In the event that a shared universe integration is proposed, it has to be a public, permissionless network similar to TradeTrust (Ethereum). This means that no entity should be able to exclude another entity from participating on the network. The network has to also be trustlessly verifiable by both participants, and the ledger state should be accessible publicly.

For a parallel universe integration, documents and assets issued on the alternative ledger will not be verifiable on, but implementers are welcome to create their own stack spanning L0 to L4. They may wish to rely on some of the work already done by TradeTrust to reduce the amount of bespoke work required. For example, tt-verify is very easily modified to support alternative verification methods.

L1: Protocol Integration

Libraries: Document Store library and Token Registry Library

L1 provides for an implementation of the TradeTrust protocol on Ethereum, based on the combination of a ERC721-compliant non-fungible token registry smart contract and our own Title Escrow smart contract. This layer provides the assurance that the MLETR requires for compliance.

An example of an alternative implementation here could be a Viper port of the smart contracts above, or even a whole separate design that uses the TradeTrust format to represent transferable records. This alternative implementation will be independently required to fulfil the MLETR requirements.

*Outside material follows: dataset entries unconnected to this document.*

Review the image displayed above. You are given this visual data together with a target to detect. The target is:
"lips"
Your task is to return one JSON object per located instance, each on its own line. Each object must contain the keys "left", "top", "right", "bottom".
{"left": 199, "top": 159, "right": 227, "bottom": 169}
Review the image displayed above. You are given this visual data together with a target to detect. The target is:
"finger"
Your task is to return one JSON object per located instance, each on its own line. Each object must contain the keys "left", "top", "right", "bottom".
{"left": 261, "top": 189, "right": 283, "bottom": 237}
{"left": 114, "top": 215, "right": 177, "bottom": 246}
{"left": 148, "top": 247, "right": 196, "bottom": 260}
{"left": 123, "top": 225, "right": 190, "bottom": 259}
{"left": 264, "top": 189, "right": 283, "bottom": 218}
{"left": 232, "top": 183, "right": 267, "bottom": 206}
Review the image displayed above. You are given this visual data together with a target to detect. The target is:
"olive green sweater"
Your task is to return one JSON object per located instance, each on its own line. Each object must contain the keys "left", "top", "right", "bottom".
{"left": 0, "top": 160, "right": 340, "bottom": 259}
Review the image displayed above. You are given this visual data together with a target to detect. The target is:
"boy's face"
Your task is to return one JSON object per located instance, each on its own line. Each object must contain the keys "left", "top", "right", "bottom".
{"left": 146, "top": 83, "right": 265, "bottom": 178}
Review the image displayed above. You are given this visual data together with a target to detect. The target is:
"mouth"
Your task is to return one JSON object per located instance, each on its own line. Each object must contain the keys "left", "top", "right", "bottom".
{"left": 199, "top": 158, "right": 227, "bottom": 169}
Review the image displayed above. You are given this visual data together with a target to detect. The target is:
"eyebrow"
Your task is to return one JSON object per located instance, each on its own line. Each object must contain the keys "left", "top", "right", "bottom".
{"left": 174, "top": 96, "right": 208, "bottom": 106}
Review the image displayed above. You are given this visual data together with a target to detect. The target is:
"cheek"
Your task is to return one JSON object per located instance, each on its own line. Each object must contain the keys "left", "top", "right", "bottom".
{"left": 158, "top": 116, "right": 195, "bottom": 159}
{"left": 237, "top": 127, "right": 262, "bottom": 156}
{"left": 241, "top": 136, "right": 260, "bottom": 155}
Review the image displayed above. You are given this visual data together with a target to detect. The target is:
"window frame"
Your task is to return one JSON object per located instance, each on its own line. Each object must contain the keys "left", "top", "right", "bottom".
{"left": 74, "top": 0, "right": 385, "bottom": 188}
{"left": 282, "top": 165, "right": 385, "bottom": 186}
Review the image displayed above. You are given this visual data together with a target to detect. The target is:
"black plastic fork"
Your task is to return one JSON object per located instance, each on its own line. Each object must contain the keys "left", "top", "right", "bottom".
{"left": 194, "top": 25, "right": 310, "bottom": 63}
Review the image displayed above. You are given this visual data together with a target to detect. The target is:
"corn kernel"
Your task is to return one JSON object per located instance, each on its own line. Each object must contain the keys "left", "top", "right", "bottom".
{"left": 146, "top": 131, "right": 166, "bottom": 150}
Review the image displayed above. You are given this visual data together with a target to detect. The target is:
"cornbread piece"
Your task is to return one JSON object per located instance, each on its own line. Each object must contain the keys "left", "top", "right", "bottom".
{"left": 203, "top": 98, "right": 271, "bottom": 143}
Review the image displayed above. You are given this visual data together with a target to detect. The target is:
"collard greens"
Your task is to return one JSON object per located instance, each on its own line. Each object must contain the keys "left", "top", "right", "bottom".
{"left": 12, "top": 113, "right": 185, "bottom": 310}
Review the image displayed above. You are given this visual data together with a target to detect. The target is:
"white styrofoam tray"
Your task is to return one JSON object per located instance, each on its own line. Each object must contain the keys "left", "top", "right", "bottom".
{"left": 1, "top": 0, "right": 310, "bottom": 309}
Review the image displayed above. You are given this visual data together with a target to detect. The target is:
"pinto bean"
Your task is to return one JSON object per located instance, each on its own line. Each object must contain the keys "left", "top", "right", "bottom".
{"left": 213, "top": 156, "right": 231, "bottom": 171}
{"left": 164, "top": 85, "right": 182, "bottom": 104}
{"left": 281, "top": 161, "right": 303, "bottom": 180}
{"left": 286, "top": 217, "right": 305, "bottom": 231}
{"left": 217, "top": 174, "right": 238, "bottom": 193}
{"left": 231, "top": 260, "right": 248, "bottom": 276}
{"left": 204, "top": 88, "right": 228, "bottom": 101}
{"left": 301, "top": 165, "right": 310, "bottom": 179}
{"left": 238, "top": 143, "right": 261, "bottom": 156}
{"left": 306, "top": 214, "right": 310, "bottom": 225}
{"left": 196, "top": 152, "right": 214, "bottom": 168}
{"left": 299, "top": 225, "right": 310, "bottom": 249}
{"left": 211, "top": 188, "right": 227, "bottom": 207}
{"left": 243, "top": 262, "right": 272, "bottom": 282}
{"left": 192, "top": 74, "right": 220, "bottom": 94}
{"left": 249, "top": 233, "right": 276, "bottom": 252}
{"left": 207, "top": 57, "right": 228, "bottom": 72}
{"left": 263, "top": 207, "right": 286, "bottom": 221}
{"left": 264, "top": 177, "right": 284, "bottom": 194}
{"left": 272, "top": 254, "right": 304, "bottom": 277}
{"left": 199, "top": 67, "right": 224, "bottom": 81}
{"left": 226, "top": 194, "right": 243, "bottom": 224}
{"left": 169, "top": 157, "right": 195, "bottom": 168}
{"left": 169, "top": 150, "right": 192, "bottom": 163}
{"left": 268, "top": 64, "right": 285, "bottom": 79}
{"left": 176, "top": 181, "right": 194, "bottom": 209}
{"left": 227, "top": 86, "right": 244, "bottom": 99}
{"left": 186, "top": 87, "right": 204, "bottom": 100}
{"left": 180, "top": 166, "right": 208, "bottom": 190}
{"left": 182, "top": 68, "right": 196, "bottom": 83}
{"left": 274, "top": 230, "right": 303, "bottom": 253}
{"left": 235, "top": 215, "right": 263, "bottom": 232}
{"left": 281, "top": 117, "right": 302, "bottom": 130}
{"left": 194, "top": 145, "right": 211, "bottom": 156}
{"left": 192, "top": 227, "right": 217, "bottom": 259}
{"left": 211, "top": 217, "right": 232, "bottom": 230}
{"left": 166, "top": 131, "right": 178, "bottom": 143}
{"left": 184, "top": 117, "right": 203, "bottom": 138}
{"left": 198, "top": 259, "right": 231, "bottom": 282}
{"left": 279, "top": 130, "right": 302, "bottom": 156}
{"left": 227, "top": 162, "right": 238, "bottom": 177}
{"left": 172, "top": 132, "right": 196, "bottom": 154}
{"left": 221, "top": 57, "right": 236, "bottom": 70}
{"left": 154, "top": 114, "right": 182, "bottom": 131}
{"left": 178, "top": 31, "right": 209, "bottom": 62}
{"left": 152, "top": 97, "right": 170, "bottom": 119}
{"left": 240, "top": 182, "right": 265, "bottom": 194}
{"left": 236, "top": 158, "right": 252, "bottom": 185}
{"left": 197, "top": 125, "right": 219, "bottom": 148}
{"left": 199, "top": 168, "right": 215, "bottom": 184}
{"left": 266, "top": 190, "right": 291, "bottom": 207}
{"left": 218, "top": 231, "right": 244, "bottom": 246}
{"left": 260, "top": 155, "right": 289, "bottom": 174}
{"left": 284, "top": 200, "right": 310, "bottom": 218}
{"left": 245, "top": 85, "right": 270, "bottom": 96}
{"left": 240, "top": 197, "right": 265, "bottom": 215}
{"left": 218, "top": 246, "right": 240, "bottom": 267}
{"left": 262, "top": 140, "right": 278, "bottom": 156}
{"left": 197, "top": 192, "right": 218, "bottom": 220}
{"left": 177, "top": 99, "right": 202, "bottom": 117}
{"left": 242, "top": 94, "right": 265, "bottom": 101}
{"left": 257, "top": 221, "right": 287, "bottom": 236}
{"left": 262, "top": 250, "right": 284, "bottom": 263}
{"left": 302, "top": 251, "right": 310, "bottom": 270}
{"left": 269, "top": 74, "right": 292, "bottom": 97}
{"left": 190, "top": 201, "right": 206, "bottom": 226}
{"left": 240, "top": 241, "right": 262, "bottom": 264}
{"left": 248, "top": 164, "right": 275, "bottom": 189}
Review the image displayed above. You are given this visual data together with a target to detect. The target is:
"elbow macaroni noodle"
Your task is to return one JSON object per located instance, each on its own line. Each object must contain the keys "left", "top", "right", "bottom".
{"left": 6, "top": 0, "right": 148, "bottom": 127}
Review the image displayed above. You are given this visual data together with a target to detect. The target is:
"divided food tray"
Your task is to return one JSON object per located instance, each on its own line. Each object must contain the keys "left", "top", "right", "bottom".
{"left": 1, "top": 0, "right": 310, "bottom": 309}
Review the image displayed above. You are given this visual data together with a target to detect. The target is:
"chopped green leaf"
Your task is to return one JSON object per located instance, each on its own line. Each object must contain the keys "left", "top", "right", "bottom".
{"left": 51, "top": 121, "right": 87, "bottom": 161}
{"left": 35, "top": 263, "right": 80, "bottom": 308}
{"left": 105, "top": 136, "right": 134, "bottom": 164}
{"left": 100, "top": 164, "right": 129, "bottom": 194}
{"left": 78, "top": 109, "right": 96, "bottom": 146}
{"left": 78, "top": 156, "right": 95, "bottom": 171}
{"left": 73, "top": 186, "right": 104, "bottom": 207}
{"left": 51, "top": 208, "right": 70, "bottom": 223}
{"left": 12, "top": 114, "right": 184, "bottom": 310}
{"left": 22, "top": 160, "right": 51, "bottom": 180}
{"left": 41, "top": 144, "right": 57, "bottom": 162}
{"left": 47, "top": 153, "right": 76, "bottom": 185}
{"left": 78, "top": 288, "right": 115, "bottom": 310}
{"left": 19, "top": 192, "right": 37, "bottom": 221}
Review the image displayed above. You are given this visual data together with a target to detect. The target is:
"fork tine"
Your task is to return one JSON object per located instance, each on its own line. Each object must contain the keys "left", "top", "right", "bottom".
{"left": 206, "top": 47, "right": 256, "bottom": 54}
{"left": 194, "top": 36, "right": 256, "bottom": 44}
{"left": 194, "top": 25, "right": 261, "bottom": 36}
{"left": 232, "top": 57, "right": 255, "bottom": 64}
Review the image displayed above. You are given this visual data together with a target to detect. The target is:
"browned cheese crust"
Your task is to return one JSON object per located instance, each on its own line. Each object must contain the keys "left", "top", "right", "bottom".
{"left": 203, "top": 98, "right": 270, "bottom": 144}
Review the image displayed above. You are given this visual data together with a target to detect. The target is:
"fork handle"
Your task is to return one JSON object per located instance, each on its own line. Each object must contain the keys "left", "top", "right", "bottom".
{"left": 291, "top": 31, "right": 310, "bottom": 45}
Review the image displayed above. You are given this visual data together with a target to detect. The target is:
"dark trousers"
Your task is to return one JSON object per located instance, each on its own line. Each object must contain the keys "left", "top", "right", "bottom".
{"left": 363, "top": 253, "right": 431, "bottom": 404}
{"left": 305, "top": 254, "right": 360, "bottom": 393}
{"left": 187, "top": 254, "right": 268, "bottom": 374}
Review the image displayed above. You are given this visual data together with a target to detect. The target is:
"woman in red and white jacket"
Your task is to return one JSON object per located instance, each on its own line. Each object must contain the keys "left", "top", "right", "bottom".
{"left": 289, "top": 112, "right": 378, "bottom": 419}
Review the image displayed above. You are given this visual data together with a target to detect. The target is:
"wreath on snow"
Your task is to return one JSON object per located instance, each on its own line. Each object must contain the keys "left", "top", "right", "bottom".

L2: Library Level Integration

Library: GitHub - tt-verify.

L2 provides for implementations of userland libraries that interact with the Ethereum smart contracts in L1 as well as TradeTrust documents in L(-1). These libraries are for ease of interaction, abstracting out the state and wallet management functionalities that require a lot of integration work.

Example of alternative implementation: open-attestation, oa-verify, open-attestation-cli, or any other such libraries.

L3: System Level Integration

Reference Implementation: GitHub - TradeTrust/tradetrust-website , GitHub - TradeTrust/document-creator-website

L3 is the composition of libraries from L2, in order to develop a user-friendly application that is tailored for specific workflows.


  • tradetrust-website composes libraries to achieve a document verification workflow.
  • document-creator composes libraries to achieve a document issuance workflow.

L4: Rebranded Platform

L4 allows a firm to be able to integrate TradeTrust without needing to do any development work - they can simply embed our existing websites into their application with their own branding.

They may also rely on GitHub - TradeTrust/document-creator-website to issue documents and assets without maintaining any infrastructure.